When a patient presents to his or her general practitioner (GP) with a knee injury, the doctor relies on the patient’s history (what happened) and a physical exam (clinical tests) to figure out what’s wrong. Is there swelling in the joint? Is there damage inside the joint? Can a physician even tell these things with a history and physical exam (H&PE)? When are additional tests such as X-rays or MRIs needed?
Researchers from the Netherlands take on these questions in a study of 134 patients with a traumatic knee injury. Most (but not all) injuries were sports-related. Each patient was questioned about their symptoms and then examined by a physical therapist using a standard series of tests for the knee. Tests included range-of-motion, palpation, stability, and meniscal (knee cartilage) tests.
Three special tests were done to look for effusion (swelling). The first was palpation of the popliteal fossa (back of the knee). The second was a palpatory test called the minor effusion test. The examiner pushes the fluid in the knee from one side to the other. And the third test of effusion was the Ballottement test. The examiner presses the patella (kneecap) down (the patient’s leg is extended or straight during the test). When there is swelling under the patella, the kneecap moves down, clicks as it touches the bone, and then floats back up.
How accurate are these tests?

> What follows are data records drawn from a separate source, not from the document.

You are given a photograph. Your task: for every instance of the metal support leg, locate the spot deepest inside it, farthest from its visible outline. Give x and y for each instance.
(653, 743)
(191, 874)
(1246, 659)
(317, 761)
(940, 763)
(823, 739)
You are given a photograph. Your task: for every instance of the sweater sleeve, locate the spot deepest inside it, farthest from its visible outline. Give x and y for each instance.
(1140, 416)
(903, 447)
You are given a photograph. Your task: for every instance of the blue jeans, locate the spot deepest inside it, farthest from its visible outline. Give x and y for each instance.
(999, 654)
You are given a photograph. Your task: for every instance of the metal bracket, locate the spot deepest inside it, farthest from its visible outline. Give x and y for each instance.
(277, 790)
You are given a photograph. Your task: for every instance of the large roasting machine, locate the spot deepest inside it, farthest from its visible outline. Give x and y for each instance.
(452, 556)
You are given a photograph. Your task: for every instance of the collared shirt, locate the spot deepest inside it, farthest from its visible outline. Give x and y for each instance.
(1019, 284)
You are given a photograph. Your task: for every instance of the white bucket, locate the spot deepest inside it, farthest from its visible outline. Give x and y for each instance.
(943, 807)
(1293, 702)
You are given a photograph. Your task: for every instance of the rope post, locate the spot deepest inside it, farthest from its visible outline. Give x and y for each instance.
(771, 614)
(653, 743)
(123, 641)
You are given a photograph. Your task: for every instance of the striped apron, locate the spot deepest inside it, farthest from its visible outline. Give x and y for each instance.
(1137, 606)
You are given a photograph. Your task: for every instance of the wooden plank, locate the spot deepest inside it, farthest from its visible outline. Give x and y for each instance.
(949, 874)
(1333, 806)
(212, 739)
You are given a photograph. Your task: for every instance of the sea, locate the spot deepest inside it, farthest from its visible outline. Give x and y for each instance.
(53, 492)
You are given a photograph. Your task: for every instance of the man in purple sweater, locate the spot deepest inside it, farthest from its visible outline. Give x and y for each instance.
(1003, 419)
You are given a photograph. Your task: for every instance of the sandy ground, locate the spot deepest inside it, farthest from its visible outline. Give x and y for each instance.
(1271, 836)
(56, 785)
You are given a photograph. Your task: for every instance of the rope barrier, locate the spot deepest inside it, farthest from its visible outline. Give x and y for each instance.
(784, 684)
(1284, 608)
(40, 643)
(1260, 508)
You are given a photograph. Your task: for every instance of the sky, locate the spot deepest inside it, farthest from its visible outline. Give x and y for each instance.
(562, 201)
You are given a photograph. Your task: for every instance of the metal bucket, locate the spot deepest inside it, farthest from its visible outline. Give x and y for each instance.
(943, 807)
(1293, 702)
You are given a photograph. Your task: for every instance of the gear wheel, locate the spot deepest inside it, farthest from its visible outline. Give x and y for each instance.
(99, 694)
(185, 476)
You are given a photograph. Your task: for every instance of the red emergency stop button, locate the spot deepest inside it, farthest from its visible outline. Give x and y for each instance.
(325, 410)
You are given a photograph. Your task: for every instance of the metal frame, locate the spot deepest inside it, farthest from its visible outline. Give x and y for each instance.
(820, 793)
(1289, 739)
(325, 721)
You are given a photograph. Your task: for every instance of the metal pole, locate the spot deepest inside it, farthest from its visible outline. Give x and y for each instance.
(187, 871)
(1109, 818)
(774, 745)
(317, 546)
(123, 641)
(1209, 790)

Can a general practitioner rely on them to make the diagnosis? Are all three tests required? Or is there one test that’s better than the others to detect damage inside the knee? One way to answer these questions is to test each patient, take an MRI, and then compare the results between the two tests. The MRI is a very accurate test for effusion of the knee.
Analysis of the data showed that three-fourths of the patients with moderate to severe effusion had a serious knee injury as shown by the MRI. The injury was either a torn ligament inside the knee or damage to the meniscus (cartilage). In 62 per cent of the cases, it was possible to tell there was joint effusion using the ballottement test. And they noted that when effusion was present, damage inside the knee was likely.

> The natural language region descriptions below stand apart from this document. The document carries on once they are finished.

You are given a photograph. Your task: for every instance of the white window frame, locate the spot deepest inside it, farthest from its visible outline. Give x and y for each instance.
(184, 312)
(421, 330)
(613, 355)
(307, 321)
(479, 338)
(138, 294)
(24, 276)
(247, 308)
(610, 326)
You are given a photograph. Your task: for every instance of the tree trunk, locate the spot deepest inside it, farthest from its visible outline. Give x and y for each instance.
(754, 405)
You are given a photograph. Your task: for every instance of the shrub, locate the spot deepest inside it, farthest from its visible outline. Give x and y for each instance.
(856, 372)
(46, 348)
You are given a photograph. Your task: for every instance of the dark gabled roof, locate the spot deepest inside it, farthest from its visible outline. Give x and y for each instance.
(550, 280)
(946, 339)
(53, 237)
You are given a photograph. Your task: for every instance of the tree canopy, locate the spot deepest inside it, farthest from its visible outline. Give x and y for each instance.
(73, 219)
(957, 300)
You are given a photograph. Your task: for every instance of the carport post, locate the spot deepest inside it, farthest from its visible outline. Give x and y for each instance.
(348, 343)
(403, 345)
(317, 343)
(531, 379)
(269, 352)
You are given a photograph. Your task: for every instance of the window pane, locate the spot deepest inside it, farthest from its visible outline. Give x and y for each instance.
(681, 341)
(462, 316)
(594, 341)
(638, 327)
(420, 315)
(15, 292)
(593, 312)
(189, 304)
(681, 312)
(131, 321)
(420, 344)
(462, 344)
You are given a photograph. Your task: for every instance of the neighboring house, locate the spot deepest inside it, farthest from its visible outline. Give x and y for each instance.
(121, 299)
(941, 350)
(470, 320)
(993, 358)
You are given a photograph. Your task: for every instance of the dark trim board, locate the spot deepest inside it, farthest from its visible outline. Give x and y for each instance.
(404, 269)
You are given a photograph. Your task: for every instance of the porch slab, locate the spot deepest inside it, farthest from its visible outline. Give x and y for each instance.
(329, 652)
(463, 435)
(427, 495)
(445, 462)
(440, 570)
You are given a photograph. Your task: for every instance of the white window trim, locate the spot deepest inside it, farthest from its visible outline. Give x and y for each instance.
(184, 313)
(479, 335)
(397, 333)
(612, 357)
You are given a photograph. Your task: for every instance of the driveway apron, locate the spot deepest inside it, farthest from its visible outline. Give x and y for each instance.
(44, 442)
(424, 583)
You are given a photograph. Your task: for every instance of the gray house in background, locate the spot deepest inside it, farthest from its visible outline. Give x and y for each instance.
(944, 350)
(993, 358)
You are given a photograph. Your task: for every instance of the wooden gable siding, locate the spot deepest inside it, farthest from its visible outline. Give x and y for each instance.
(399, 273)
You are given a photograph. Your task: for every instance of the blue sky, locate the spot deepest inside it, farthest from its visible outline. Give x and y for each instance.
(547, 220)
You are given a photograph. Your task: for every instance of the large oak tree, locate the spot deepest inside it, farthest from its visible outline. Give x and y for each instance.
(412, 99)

There were a few yes, but messages from the study. For example, the authors pointed out that it is possible to have a knee injury without swelling. It’s also possible that swelling might be present but the tests used here would still be negative.
In the end, it looks like a positive patient report (the patient thinks the knee is swollen) combined with a positive ballottement test is highly indicative of damage inside the knee. Combining results of the history and physical exam is a reliable way to assess knee effusion after a knee injury. X-rays are taken if the physician suspects bone fracture. Conservative (nonoperative) care is recommended otherwise. MRIs are suggested when there is doubt about the diagnosis.
Referral to an orthopedic surgeon is advised if there is clicking of the knee and/or the general practitioner has reason to believe there is internal derangement of the knee such as a ligament or meniscal tear.